Le 25 novembre 2014, la société SOVITRAT 12 a accusé réception de la lettre de démission du 19 novembre 2014 et a rappelé à Mme T. le préavis conventionnel d'un mois qu'il lui incombait de réaliser, de sorte que son départ serait effectif le 18 décembre 2014.

Le 1er décembre 2014, Mme T. a répondu à la société SOVITRAT 12 qu'elle était ennuyée car les conditions de levée de clause ainsi que la liste des clients de Grand Clément ne figuraient pas dans la lettre du 25 novembre 2014.

Le 9 décembre 2014, la société SOVITRAT 12 a informé Mme T. qu'elle maintenait la clause de non-concurrence incluse dans le contrat de travail, qu'elle lui demandait instamment de veiller au respect scrupuleux de ladite clause et qu'en contrepartie, Mme T. percevrait une indemnité dont les modalités de versement seraient celles prévues au contrat, rappelant que le non-respect de cette clause la contraindrait à suspendre le versement de l'indemnité de non-concurrence et à saisir la justice pour faire cesser l'activité concurrente et demander l'application de la clause pénale prévue au contrat, sans préjudice d'une action contre son nouvel employeur en concurrence déloyale.

Après avoir effectué une démarche auprès de la société SOVITRAT 12 en vue d'une issue amiable à la situation par une mainlevée de la clause de non-concurrence suivant lettre de son avocat du 11 décembre 2014, demeurée sans réponse, Mme T. a, par requête du 18 mars 2015, saisi le conseil de prud'hommes de Lyon en lui demandant d'annuler la clause de non-concurrence et de condamner la société SOVITRAT 12 à lui payer la somme de 1 650 euros par mois entre le 18 décembre 2014 et la date à laquelle interviendrait le jugement annulant la clause de non-concurrence, à titre de dommages-intérêts.

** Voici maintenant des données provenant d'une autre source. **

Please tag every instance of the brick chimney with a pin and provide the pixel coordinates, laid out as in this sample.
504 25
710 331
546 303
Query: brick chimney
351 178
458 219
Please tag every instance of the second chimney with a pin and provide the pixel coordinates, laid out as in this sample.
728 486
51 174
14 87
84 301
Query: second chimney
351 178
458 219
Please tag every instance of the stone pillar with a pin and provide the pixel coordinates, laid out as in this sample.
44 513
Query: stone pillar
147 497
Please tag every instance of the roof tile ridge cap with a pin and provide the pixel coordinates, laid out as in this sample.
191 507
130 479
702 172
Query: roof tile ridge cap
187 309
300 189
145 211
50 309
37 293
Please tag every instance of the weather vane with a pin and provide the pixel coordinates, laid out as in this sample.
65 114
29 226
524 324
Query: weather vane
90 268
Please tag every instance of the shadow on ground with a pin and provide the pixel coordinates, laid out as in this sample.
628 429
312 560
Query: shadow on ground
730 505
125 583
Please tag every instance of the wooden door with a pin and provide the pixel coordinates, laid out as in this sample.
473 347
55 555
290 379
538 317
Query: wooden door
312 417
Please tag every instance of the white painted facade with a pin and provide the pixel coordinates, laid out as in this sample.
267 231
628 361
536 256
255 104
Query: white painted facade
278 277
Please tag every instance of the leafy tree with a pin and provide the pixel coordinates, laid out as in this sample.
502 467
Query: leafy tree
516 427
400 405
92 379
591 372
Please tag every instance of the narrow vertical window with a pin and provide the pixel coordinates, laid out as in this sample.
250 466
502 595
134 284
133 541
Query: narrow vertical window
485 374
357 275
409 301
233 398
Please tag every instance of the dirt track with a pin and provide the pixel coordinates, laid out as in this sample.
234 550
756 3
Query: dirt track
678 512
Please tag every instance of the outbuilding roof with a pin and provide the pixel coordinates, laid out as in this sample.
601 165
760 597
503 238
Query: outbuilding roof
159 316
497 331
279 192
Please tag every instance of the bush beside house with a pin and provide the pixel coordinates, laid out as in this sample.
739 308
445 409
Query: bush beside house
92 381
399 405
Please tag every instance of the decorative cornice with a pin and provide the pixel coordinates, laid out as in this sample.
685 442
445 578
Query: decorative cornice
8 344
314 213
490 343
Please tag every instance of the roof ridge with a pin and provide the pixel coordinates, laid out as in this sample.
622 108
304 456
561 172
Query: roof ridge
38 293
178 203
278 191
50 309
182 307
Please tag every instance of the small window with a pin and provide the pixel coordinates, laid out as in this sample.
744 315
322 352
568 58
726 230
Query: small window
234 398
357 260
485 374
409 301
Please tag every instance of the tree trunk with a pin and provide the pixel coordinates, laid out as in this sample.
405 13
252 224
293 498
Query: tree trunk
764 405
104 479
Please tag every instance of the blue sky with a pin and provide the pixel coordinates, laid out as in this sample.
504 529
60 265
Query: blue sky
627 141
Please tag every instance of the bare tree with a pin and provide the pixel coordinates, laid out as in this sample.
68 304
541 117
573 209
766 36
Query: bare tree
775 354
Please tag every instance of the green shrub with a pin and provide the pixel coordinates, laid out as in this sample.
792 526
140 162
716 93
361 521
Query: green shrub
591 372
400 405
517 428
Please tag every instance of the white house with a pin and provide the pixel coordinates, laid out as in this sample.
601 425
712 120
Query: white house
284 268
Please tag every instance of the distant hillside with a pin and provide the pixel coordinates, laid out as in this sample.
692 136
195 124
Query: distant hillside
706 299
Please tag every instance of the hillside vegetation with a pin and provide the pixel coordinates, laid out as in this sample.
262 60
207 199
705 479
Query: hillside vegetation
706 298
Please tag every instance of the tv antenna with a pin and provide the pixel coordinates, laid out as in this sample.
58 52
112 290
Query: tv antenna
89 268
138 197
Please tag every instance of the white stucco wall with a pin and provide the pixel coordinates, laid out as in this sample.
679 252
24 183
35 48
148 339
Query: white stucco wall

À titre subsidiaire, elle a demandé que la clause de non-concurrence soit limitée aux activités susceptibles de porter atteinte aux intérêts légitimes de la société SOVITRAT 12, soit des fonctions commerciales directement liées aux clients de l'éventuel futur employeur.

Elle a également demandé que la société SOVITRAT 12 soit condamnée à lui payer une somme à titre de rappel d'heures supplémentaires, ainsi qu'une indemnité de congés payés afférents.

Au dernier état de la procédure, Mme T. a demandé que la société SOVITRAT 12 soit condamnée à lui payer la somme de 53 279,50 euros en réparation du préjudice subi du fait du respect, pendant 18 mois, de la clause de non-concurrence illicite.

Par jugement du 8 septembre 2017, le conseil de prud'hommes a :

. dit que la clause de non-concurrence est illicite,

. condamné la société SOVITRAT 12 à payer à Mme T. la somme de 9000 euros à titre de dommages et intérêts,

. condamné la société SOVITRAT 12 à verser à Mme T. la somme de 2 461,86 euros à titre de rappel d'heures supplémentaires, ainsi que la somme de 246,19 euros au titre des congés payés afférents,

. débouté Mme T. du surplus de ses demandes,

. débouté la société SOVITRAT 12 de sa demande au titre de l'article 700 du code de procédure civile,

. condamné la société SOVITRAT 12 à payer à Mme T. la somme de 1 200 euros au titre de l'article 700 du code de procédure civile, ainsi qu'aux dépens.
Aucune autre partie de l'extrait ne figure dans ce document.